Lo scorso sette maggio si è insediato il quarto mandato consecutivo del presidente russo Vladimir Putin. Il sabato prima, esattamente il 5 maggio, in moltissimi si riversavano nelle piazze russe per protestare contro quella che appare come una dittatura mascherata: altrettanti sono stati fermati e arrestati. Tra questi, Alexey Navalny, da anni il principale oppositore del presidente Putin.

Il fermo di Navalny è avvenuto in piazza Puskin, a Mosca durante un corteo che secondo le autorità russe non sarebbe stato autorizzato e che ha visto lo scontro tra oppositori e sostenitori del governo Putin che avanzavano al grido di “patria e libertà”. Le manifestazioni in tutto il Paese sono frutto del movimento “Per noi Putin non è lo zar”, organizzato dallo stesso Navalny in circa 90 città: hanno visto finora l’arresto di 1350 persone, di cui 600 solo a Mosca. Tra di loro anche 5 giornalisti. Persino l’Unione Europea ha tuonato contro il gesto chiedendo la liberazione dei “manifestanti pacifici e dei cronisti”.

Alcune delle persone fermate hanno inspiegabilmente riportato graffi e lividi. Pochi giorni prima le autorità avevano avvisato circa i pericoli che si potevano correre nel partecipare a cortei non autorizzati. E Navalny aveva risposto: “Se rimanete a casa la banda Putin distruggerà il Paese e vi priverà del futuro”.

Tutto questo avviene a pochi mesi di distanza dal rigetto della candidatura alle presidenziali dello stesso Navalny: il 25 dicembre scorso l’oppositore #1 è stato giudicato incandidabile per “problemi con la giustizia” (in passato è stato condannato a 5 anni per appropriazione indebita, ndr).

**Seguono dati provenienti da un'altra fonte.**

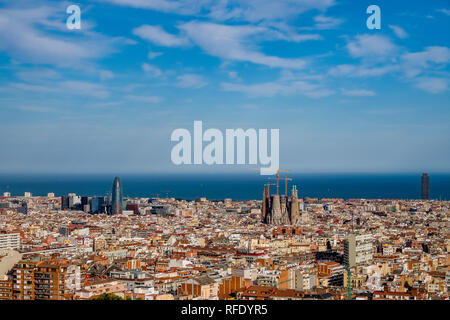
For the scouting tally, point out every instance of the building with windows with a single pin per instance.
(358, 250)
(117, 197)
(9, 241)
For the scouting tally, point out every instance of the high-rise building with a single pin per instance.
(425, 186)
(96, 204)
(358, 250)
(117, 197)
(64, 202)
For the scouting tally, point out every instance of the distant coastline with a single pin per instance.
(234, 186)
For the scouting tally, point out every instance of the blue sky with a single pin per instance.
(107, 97)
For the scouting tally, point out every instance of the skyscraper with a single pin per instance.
(425, 187)
(117, 198)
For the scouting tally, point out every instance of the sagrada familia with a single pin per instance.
(280, 210)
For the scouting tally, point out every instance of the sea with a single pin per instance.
(234, 186)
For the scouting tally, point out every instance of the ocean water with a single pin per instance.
(238, 187)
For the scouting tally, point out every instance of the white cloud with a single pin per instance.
(239, 10)
(445, 11)
(231, 42)
(399, 32)
(415, 63)
(371, 47)
(323, 22)
(159, 36)
(191, 81)
(37, 74)
(432, 85)
(356, 71)
(151, 70)
(358, 93)
(145, 99)
(106, 75)
(24, 42)
(84, 88)
(270, 89)
(153, 55)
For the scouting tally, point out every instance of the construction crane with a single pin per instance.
(278, 180)
(268, 186)
(286, 179)
(349, 283)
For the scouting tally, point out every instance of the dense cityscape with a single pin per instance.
(280, 247)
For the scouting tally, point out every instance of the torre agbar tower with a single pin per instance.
(117, 197)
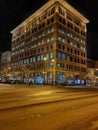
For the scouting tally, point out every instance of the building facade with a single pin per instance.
(92, 72)
(5, 63)
(50, 46)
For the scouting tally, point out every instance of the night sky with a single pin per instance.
(12, 13)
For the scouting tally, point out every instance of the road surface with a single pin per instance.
(48, 108)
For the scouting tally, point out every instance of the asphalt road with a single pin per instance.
(48, 108)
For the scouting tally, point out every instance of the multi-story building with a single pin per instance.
(92, 72)
(50, 45)
(5, 63)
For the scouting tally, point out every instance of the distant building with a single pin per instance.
(5, 63)
(50, 45)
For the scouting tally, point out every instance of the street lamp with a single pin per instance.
(44, 69)
(52, 69)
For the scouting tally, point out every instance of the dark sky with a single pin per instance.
(13, 12)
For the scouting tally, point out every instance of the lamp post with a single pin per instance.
(44, 69)
(52, 69)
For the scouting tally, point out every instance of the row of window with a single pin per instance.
(71, 26)
(69, 58)
(70, 67)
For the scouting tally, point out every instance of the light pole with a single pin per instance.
(52, 69)
(44, 69)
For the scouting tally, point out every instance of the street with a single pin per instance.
(48, 108)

Un po’ strano per un presidente che si sceglie gli amici pregiudicati e contemporaneamente politici, no?

Eppure Alexey di Russia sembra essere un osso duro, difficile da scalfire: dal carcere ha attivato un numero verde a sostegno delle persone fermate, sponsorizzato sul canale Twitter “Navalnylive” a cui hanno aderito anche il gruppo punk Pussy Riot.

Tra i due, “chi l’ha dura la vince” e speriamo non sia sempre lo stesso con gli stessi sporchi mezzi.